C'est dans ce cadre que M. Francis Grignon s'est félicité des progrès déjà accomplis :

- au niveau européen, avec la réécriture complète de la proposition de directive relative aux services, ne remettant plus en cause le principe de la déclaration préalable au détachement ;

- au niveau des pouvoirs publics français, le Gouvernement ayant pris la décision courageuse, le 1er mai dernier, d'autoriser plus largement l'emploi direct de salariés des nouveaux pays de l'Union, dans les secteurs en pénurie de main-d'oeuvre comme le BTP. Il a estimé que cette mesure permettait de mettre fin à une situation paradoxale dans laquelle les entreprises françaises avaient du mal à recruter et étaient, soit concurrencées par des entreprises des nouveaux Etats membres, soit incitées à leur sous-traiter des chantiers dans les conditions qu'il venait de dénoncer ;

- au niveau des acteurs de terrain, soulignant les efforts remarquables de sensibilisation et d'information menés en direction des entreprises, des maîtres d'ouvrage et des salariés par les organisations professionnelles en partenariat avec les services de l'Etat.

Estimant nécessaire d'accentuer l'ensemble des initiatives déjà prises, il a soumis à l'approbation de la commission un plan composé de quatorze actions réparties en trois axes.

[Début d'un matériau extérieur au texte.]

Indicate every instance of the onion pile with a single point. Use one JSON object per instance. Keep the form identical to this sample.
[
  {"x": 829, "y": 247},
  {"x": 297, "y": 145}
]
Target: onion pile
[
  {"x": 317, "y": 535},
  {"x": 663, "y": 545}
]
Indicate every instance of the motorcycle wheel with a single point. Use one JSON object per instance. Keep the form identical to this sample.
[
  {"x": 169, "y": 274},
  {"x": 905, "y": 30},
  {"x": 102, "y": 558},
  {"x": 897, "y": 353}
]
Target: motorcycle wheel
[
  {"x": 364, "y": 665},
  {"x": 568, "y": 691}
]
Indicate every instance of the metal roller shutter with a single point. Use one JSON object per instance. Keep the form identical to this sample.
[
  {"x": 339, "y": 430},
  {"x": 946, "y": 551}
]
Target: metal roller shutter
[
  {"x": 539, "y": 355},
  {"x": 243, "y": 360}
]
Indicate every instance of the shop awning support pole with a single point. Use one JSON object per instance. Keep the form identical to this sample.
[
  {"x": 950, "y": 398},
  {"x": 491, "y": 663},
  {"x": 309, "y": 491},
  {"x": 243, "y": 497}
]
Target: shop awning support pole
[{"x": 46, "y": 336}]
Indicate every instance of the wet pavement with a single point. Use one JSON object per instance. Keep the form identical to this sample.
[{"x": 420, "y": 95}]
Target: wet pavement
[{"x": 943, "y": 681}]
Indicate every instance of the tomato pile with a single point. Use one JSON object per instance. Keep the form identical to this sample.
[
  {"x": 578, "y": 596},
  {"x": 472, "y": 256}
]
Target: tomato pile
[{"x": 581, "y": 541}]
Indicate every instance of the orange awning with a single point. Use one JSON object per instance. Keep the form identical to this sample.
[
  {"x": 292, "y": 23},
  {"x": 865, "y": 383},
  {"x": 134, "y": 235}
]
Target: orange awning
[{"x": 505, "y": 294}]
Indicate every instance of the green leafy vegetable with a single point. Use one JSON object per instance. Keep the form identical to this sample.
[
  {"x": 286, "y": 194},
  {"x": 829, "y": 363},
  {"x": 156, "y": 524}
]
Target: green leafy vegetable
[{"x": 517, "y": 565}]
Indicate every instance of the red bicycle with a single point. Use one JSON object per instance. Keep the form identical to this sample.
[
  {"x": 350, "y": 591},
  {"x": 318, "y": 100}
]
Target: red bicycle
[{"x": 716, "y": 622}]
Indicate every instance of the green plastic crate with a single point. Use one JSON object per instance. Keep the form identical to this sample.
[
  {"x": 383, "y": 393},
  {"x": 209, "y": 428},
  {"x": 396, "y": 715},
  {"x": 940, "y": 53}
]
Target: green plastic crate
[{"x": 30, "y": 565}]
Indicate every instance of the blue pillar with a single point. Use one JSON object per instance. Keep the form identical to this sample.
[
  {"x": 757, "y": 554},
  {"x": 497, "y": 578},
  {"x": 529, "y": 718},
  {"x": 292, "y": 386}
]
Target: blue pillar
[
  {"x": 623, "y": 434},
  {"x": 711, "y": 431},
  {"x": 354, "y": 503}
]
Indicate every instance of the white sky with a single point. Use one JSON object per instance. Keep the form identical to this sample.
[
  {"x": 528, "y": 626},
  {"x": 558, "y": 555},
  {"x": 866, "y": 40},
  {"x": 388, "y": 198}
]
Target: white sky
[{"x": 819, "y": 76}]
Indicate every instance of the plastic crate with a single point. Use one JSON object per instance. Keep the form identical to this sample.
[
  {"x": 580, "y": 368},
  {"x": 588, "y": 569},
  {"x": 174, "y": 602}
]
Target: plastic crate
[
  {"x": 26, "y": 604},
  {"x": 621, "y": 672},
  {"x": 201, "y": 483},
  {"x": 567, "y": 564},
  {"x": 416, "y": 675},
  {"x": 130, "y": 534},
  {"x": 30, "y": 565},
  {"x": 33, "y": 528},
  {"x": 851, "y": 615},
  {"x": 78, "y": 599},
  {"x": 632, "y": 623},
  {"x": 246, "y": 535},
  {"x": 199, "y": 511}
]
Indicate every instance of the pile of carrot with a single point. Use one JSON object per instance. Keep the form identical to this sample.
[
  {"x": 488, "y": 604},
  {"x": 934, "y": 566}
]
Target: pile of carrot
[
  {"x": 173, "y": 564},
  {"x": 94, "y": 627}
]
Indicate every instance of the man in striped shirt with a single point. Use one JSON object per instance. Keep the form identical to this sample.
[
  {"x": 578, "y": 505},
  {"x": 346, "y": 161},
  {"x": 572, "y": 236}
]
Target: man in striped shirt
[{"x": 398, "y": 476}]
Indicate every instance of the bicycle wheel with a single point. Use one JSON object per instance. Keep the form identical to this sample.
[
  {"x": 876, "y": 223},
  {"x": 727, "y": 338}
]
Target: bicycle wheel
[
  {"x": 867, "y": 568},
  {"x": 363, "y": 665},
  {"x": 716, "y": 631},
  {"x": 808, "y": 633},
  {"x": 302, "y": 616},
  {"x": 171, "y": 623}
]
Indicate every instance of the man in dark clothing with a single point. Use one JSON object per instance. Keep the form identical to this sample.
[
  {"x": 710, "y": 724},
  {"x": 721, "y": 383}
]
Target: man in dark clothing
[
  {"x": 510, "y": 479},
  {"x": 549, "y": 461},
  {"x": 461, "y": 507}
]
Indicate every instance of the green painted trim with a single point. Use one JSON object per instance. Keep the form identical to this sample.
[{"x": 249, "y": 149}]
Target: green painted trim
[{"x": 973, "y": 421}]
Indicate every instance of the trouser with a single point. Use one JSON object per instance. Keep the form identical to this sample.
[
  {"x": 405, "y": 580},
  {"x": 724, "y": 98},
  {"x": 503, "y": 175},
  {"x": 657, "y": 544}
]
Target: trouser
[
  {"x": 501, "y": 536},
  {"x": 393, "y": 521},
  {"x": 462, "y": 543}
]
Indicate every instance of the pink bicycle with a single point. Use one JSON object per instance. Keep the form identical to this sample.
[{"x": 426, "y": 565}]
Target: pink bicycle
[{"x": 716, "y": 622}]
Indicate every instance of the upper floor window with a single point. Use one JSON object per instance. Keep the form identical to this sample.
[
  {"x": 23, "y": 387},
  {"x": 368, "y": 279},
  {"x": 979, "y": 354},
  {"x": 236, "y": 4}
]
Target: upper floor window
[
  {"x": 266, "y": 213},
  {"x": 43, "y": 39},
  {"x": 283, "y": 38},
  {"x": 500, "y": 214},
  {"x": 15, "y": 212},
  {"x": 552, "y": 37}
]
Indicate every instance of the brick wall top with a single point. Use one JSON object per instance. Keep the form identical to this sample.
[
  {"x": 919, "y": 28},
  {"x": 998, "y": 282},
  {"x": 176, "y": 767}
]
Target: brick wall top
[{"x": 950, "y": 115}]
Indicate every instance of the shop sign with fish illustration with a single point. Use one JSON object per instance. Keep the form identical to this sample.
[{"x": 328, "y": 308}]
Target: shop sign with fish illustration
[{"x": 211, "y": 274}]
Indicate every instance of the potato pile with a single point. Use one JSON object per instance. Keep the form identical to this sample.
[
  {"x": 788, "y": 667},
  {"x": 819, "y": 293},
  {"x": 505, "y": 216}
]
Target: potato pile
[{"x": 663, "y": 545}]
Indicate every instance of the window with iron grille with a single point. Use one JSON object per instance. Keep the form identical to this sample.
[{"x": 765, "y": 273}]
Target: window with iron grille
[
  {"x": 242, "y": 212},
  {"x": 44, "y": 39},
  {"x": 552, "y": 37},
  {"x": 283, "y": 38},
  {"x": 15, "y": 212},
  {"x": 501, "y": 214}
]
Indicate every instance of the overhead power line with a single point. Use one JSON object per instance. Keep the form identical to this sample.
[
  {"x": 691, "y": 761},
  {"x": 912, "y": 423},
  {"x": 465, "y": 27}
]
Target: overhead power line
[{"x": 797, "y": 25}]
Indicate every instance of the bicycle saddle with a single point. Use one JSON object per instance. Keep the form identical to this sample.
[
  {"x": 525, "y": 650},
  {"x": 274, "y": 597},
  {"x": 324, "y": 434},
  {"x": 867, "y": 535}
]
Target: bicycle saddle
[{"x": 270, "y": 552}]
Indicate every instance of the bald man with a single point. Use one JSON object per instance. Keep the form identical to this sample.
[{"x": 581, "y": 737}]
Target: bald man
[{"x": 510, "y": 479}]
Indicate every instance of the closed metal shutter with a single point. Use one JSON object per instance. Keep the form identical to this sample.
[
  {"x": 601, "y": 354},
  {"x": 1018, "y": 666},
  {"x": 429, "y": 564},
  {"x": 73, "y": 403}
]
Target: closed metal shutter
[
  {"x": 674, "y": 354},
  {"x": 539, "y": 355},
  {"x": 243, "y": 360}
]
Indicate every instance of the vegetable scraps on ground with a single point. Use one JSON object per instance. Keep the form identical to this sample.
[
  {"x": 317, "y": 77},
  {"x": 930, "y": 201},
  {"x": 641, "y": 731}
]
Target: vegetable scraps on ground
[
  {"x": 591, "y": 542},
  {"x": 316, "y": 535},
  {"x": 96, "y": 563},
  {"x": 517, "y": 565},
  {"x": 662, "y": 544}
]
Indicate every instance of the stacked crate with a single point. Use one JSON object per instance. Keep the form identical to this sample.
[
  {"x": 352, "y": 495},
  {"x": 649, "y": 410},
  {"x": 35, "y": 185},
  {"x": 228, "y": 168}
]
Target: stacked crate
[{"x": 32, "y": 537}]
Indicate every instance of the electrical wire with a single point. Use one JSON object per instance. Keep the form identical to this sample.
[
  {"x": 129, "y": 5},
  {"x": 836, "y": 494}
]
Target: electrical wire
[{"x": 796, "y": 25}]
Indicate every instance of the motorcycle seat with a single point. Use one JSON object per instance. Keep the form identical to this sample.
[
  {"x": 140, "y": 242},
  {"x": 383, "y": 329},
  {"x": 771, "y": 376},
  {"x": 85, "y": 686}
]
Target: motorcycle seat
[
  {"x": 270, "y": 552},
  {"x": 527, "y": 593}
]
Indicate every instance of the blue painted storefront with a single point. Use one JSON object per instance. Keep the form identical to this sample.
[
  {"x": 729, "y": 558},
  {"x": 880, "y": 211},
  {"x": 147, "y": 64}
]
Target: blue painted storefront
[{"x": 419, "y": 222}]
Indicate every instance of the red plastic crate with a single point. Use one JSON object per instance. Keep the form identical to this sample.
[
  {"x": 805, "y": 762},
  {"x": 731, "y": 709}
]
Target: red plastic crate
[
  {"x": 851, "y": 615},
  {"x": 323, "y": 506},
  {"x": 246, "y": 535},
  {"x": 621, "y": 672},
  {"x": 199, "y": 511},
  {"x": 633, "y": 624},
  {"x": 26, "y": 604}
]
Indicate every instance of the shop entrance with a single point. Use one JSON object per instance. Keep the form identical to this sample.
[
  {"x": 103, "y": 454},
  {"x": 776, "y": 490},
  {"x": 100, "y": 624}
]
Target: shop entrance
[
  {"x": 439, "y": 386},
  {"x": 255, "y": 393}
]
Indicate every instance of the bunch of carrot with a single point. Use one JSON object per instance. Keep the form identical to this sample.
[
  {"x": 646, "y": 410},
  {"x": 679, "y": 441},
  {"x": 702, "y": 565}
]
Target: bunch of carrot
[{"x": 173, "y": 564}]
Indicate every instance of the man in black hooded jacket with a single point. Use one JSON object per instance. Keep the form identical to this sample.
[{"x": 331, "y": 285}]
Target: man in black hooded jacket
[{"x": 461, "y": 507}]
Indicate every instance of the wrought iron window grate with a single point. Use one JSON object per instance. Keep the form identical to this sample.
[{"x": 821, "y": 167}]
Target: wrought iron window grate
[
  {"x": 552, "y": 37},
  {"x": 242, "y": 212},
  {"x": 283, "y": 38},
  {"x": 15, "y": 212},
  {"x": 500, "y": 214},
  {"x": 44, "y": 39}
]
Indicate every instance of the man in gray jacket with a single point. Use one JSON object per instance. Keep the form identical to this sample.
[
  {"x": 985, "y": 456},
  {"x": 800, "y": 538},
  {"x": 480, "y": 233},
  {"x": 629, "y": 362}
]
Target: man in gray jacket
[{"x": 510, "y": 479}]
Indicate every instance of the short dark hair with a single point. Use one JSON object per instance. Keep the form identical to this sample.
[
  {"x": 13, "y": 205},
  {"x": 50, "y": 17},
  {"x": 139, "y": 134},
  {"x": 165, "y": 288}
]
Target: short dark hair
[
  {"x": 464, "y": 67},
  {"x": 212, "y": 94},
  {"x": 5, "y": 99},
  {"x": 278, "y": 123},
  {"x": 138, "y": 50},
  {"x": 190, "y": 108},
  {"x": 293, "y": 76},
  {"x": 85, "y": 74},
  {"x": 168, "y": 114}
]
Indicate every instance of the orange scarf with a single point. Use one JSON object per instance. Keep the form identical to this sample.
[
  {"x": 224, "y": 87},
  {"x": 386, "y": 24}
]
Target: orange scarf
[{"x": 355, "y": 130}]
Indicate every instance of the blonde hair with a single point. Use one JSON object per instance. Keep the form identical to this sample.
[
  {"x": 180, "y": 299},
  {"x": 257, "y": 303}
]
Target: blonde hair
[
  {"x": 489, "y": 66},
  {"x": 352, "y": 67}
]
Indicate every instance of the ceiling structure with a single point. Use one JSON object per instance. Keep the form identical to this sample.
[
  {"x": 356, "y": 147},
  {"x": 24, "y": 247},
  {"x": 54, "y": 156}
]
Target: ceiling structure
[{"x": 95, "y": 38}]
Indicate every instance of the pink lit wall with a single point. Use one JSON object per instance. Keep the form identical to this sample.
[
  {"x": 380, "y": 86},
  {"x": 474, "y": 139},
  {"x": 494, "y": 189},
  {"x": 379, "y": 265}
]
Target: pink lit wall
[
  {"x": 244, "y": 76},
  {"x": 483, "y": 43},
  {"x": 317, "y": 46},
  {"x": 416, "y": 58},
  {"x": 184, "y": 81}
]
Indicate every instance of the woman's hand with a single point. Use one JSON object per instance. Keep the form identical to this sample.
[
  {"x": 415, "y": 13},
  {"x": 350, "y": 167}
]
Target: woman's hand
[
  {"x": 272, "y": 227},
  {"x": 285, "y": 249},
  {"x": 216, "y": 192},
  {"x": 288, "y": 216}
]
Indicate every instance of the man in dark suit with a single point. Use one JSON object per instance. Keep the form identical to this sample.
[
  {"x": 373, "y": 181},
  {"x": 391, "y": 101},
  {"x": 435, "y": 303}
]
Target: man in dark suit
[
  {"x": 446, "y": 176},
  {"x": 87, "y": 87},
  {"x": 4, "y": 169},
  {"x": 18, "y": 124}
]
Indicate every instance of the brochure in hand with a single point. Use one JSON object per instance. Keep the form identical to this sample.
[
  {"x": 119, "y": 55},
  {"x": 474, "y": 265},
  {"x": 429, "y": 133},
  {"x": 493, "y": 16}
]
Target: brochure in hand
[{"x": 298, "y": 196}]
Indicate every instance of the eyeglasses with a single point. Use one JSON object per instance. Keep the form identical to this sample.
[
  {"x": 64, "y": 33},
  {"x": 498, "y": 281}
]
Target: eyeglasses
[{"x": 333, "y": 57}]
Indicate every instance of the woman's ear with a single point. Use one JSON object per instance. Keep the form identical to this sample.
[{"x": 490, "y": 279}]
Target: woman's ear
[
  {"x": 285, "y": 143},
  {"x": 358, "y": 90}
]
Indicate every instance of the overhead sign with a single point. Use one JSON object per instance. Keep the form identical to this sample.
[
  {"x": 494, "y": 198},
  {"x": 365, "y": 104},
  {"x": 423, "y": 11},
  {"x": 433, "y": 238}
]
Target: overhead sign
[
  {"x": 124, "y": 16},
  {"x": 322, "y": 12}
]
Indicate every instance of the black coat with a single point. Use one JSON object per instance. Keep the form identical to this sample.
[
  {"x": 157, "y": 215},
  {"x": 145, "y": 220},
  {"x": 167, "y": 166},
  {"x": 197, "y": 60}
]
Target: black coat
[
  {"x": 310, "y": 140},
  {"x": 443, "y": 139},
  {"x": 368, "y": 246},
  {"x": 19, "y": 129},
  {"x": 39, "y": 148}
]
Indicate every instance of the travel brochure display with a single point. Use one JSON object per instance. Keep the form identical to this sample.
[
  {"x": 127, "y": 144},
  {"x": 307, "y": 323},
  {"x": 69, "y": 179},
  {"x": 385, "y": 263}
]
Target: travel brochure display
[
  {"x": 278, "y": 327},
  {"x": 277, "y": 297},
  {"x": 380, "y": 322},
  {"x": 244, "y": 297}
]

Il a indiqué que le premier axe consistait en un renforcement des maillons faibles du cadre juridique actuel, s'agissant des informations que l'Etat d'accueil est en droit d'exiger en cas de contrôle, des échanges d'informations entre les sécurités sociales européennes, ou des menaces pesant sur le système de la déclaration préalable obligatoire. Sur ce dernier point, il a mis en garde contre les risques présentés par un projet de décret qui permettrait de dispenser de cette obligation les détachements de travailleurs inférieurs à quinze jours.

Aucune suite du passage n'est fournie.